Я молчал. Он снова откинул костяшку на счетах.
-- Животноводство! Это дорогого стоит! Подбросили в Гузово шесть тонн проса. -- И отшвырнул на счетах еще шесть костяшек. -- Прибыл я туда. На два дня... -- Снова щелкнул костяшками...
Он щелкал, о чем бы ни говорил. Без всякой нужды. Этот сухой щелк был вроде ритуального ритма там-тама. Убеждал собеседника, какой в Бирске рачительный хозяин?
"А если бы я привез с собой Салавата, он бы и при нем щелкал?"
-- Мне нелегко, в Ленинграде занимался промышленностью, -- заметил он, и я, наконец, вспомнил, откуда мне известно его имя.
Это было нашумевшее дело. О миллионных поборах со спекулянтов, имевших фальшивые фабрики в Грузии и магазин в Ленинграде, как бы государственный... Спекулянтов расстреляли -- "за экономическое вредительство..." Я был убежден, что и секретаря райкома, которого они содержали, осудили. А он вот где, танцор...

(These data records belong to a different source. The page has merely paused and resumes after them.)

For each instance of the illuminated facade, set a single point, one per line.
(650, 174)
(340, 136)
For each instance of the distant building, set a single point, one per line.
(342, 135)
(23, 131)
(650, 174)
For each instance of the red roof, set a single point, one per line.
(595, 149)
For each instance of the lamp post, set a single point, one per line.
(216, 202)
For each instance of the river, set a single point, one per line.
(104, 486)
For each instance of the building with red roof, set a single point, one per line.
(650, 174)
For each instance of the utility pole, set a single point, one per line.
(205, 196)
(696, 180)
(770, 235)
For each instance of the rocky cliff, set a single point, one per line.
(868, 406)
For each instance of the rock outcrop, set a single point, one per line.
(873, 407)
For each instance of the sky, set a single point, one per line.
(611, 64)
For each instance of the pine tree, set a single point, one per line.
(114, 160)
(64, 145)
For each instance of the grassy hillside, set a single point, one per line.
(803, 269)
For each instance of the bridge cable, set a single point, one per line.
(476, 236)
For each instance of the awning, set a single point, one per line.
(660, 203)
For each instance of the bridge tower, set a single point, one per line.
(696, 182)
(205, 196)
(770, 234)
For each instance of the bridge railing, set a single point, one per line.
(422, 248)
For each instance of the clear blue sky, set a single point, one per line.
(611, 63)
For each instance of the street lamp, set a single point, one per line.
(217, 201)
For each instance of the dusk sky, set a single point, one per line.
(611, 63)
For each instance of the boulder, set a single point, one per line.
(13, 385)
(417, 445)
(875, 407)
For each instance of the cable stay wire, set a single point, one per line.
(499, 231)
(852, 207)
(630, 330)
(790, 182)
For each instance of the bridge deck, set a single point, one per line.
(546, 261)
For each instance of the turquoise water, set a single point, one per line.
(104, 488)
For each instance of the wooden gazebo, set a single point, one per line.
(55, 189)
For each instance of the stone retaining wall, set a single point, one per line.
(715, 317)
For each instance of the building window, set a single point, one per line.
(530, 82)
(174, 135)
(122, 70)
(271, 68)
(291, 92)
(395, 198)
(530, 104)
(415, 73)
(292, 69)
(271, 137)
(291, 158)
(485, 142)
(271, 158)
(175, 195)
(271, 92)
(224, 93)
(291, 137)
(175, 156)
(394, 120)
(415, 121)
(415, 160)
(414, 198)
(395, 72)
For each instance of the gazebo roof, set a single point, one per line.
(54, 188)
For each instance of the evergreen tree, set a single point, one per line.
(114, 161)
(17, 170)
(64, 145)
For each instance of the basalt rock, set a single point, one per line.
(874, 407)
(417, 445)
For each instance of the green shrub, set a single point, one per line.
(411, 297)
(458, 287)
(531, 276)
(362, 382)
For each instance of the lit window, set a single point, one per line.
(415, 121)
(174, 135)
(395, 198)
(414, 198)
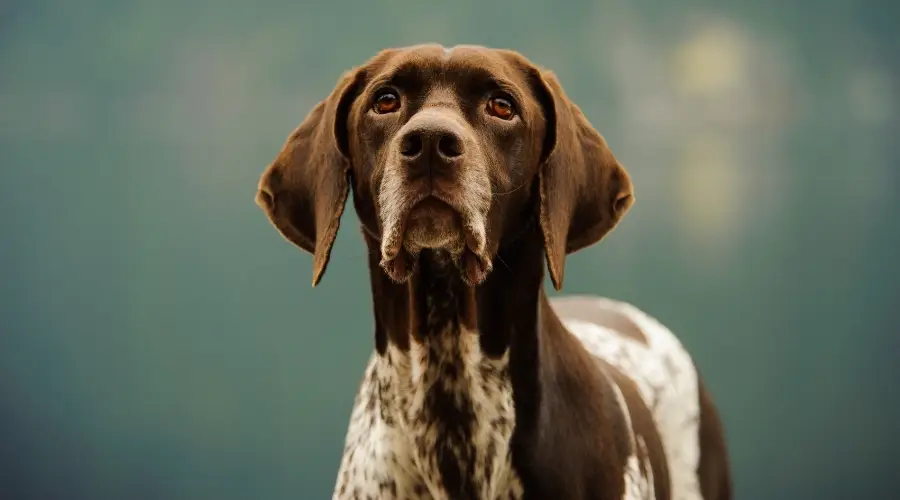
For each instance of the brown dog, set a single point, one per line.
(469, 167)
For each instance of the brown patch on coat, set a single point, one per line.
(592, 311)
(714, 470)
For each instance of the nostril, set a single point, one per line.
(449, 146)
(411, 145)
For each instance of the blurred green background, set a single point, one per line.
(150, 338)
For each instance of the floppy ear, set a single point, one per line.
(584, 191)
(304, 190)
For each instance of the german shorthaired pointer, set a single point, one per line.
(469, 169)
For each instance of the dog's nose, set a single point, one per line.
(432, 139)
(440, 142)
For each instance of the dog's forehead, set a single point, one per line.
(432, 60)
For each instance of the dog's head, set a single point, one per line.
(442, 148)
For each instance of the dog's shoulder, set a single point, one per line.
(645, 351)
(375, 462)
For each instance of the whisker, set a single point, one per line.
(504, 263)
(520, 186)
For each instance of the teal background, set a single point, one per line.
(151, 344)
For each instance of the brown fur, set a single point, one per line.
(556, 188)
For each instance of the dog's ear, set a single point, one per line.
(304, 190)
(584, 191)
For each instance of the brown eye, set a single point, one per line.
(501, 107)
(386, 102)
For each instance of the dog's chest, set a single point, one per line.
(433, 422)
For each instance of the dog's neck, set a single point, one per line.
(451, 358)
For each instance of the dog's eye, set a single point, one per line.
(501, 107)
(386, 102)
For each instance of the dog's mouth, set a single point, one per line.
(433, 223)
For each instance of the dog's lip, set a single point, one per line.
(431, 201)
(414, 202)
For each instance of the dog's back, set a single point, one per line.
(627, 340)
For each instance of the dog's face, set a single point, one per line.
(442, 148)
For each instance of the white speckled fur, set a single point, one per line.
(667, 380)
(378, 454)
(384, 443)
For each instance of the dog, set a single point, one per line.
(470, 170)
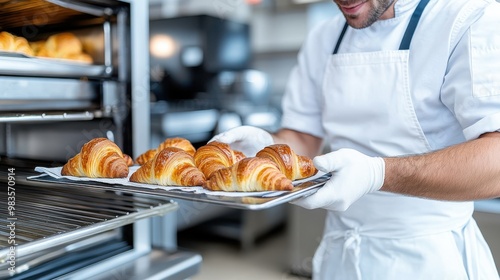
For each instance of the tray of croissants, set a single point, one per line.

-- Второй год в дыре, -- заговорил он как-то весело, видимо, по-своему расценив мое молчание; распорядился принести мне чаю и достал из шкафчика банку с прозрачным, как слеза, медом. -- Башкирский! Пальчики оближете!.. -И, без перехода: -- Обещали осенью вытянуть в Уфу, вторым секретарем обкома. -- Чуть подмигнул, как своему, понимающему с полуслова: -- Второй всегда русак... А я в меру обашкирился. Мешать не буду... Подыми, говорят, только район на ноги...
-- И подвесь на веревках, -- сказал я сквозь зубы.
Он вскочил на ноги, захохотал.
-- Вот-вот! Вы же там были... Как поднять Гузово?.. Чем? Домкратом?..
Я сидел ни жив, ни мертв. Значит, каждое слово, сказанное дедом Салавата, -- правда?!. "Новая метла, -- шептал он мне в углу хаты о бирском секретаре. -- Новая метла завсегда что-нибудь выкинет..."
А дело тут завязалось почище ленинградского!.. Видно, он без афер жить не мог, этот танцор, выскочивший на партийную сцену.
Чтобы "сложилась", в глазах руководителей Башкирии, картина общего счастья, он с каждого хозяйства брал, как татарский хан, ясак... Одни должны были сдать много мяса, другие увеличить надой. Поставить рекорд!.. Хоть одну корову раздоить, чтоб рекорд!.. Гузово тащилось середнячком. Проку от него никакого. Что ж, зато Гузово, продай оно корма, может вернуть государству долги. За все годы... Если колхоз возвращает государству все долги, кому не ясно, что он круто пошел в гору!..
Я вспоминал мерцающий голос деда Салавата под сухой щелк бухгалтерских счетов, который казался мне дальними выстрелами; и впрямь, на реке Белой шел расстрел колхозов наемными "парашютистами", мордастыми физиономиями которых был "украшен" вход в старинный особняк.
И счеты, и фанерная доска почета, перегородившая вход, и канцелярские столы с грудой бумаг были театральной бутафорией, и это особенно остро ощущалось на фоне старинного особняка в стиле ампир, вечного, казалось, как само башкирское Заволжье, усмиренное еще во времена Стеньки Разина, добитое, замордованное после бунтов Пугачева и Салавата Юлаева, в честь которого и окрестили моего нового друга...
Колхозы загоняли, как перекладных лошадей. Лишь бы добраться боярину до заветного кресла!..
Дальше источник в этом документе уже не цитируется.